After the neurotic gals had nearly broken my will, I was pretty careful when it came to being close to Peggy. I think I was in love with her before I ever touched her hand or smelled her hair. Peggy was clearly very special, and I would do my best to keep from hurting her with my baggage (and WOW, I had baggage). Peggy does not like to admit this, but she admitted back then to crying as she read the deepest parts of me, the man she really wanted but was afraid of.

Social Networking: Shedding My Skin for Peggy

Sharing the real me was like pulling a scab off my entire body and letting air hit my sensitive inside. In my biography, I had shed my skin and stood emotionally naked for the world to see and inspect. It is lucky for both of us that I was real. I showed my sweat, my tears, my fears, my body odor, and the things that made me a real person.

Is This Fact or Fiction?

Some will question if this is all real, just as Peggy did back then. The accounts you have read here are only a small part of the full story, but it is all real, and it is all me. Perhaps as you get to know me, I will tell you the really deep and hard stuff that I once shared more freely online.

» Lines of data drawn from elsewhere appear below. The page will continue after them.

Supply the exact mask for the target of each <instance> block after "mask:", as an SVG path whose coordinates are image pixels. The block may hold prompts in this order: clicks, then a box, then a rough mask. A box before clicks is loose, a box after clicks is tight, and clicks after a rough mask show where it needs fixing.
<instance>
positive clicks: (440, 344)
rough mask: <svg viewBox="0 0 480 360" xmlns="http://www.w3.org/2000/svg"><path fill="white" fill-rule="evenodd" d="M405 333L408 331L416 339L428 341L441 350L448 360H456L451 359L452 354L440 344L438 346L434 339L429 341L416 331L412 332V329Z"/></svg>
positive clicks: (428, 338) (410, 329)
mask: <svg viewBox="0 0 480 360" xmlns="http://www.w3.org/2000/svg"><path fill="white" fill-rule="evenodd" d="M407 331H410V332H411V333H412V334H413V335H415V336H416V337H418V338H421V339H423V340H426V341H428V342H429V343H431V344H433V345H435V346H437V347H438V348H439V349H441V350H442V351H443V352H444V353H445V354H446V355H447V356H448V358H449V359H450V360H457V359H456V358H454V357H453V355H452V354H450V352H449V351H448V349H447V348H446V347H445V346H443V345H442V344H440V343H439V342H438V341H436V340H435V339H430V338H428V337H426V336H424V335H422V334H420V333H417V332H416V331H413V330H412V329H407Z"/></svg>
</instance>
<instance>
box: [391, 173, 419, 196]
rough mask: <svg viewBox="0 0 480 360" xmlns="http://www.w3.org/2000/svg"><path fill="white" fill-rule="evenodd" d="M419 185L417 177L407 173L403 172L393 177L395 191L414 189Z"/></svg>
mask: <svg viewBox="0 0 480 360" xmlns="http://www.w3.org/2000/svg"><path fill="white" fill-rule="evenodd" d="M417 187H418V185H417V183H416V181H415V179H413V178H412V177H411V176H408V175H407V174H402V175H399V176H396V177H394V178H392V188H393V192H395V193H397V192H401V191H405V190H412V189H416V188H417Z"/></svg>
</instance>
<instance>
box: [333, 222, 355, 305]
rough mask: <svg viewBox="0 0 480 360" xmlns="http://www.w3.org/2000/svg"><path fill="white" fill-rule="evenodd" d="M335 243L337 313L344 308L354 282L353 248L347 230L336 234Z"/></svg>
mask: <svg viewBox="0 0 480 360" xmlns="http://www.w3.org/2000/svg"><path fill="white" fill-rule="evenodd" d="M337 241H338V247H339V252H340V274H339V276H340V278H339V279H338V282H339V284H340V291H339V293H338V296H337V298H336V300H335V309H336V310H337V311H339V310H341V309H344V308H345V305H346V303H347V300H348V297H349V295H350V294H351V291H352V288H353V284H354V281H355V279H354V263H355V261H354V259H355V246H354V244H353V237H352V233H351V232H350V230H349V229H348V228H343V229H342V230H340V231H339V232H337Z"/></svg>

It cannot be all wrong to share who you are. After all, that is how I met the love of my life and the mother of my six year old son, my three year old daughter, and the baby she carries today whom I will announce in April 2009.

If you would like to know me better, just tell me so, and we will make that happen. I know the value of social networking, and I treasure the many relationships I have built.